The Inland Revenue are tracking down the people who are selling Test tickets on eBay; but don't worry, the tax man is only after those making more than 60,000 pounds sterling a year. Still that is only 60 tickets at the prices being charged in London this week.

September 10. As the light meters come out, as the autumnal mists descend, as umpires order the players back to their dressing rooms the voice of Andrew Flintoff booms: "We'll be able to play on if we can fix lights on top of the bails."

September 11. A solid blond figure marches across the Oval accompanied by a security man and climbs the six staircases that lead to the Channel 4 commentary box. "Can I have a word with Richie?" he inquires and goes on to hold a long conversation with the man he reckons makes his own art easier. It is of course Shane Warne who simply wants to know that Benaud is well, that he leaves British broadcasting without regrets and to say thank you to a few tips on how to bowl better and, after a ten minute conversation, takes his leave. An appropriate moment, I think, to add that encouragement from Richie Benaud 15 years ago, and a piece of advice, sets me off on a new career as a freelance after many years on the staff of a variety of newspapers around the world. So, from cricketers, and television staff, and radio reporters, and newspapermen too many to count, good luck in your new life in the tiny French town of Benaud, a romantic end to a life that has been a success which ever way you count it and many years happiness with Daphne on whom this great man has leaned since they meet many years ago.

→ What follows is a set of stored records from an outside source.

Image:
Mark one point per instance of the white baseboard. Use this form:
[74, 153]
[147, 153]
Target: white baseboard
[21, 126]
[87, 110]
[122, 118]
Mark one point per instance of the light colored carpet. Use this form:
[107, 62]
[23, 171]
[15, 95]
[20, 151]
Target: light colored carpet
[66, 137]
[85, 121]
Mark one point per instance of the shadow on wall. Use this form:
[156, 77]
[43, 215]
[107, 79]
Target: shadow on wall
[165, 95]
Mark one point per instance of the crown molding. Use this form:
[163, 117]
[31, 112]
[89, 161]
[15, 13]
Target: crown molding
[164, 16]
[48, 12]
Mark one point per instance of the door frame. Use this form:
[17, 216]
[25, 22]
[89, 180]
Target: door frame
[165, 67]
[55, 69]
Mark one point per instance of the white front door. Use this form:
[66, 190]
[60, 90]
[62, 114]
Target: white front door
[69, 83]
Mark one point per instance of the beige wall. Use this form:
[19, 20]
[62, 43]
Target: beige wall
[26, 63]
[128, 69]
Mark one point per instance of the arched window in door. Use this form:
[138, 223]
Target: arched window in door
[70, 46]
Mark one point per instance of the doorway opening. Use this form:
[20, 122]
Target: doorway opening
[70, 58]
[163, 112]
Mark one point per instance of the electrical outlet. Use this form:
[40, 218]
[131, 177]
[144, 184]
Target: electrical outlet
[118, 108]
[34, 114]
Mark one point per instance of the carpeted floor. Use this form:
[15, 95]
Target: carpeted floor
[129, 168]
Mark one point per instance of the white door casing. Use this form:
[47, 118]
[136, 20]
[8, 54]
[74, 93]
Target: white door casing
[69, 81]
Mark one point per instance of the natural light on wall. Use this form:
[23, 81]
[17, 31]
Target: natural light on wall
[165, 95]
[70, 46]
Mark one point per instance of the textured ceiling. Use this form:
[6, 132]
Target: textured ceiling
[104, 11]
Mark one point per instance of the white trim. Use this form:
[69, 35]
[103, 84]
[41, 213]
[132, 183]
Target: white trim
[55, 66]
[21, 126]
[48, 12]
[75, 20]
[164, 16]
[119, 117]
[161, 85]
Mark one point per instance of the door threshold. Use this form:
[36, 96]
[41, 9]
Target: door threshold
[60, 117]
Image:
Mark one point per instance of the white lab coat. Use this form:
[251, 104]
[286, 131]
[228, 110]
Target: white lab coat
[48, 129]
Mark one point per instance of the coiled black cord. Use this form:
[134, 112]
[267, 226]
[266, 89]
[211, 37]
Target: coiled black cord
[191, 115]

September 12. The England players tour London on an open-top bus, past Nelson's column in Trafalgar Square. Richie Benaud and Daphne return to France, Tony Greig, his wife Viv and their children head back to Australia and Michael Slater, another of the Channel 4 commentators who might have done his country more good on the pitch, makes plans to attend a wedding in Sydney this week-end. The match referee Ranjan Madugalle plans to spend Christmas at home in Sri Lanka with his family for the first time in a few years after a spell of duty in New Zealand but we drive quietly home, to see if our friend the squirrel who lives in the old stone pine tree is well; after all travelling folk like us cannot keep any other sort of pet and he is a nice little chap and very fond of cashew nuts. Within 24 hours the excitement of the Ashes has to be forgotten while we make another trip to Leicester for a Twenty20 tournament. I put the diary to the back of the desk until — heavens, no, it's only 40 days or so before the tour of Pakistan — November and December when England will have to be at their best to prove they are worthy holders of the Ashes and good enough to top the world rankings. Then it's off to India and a serious testing of their mettle. See you there.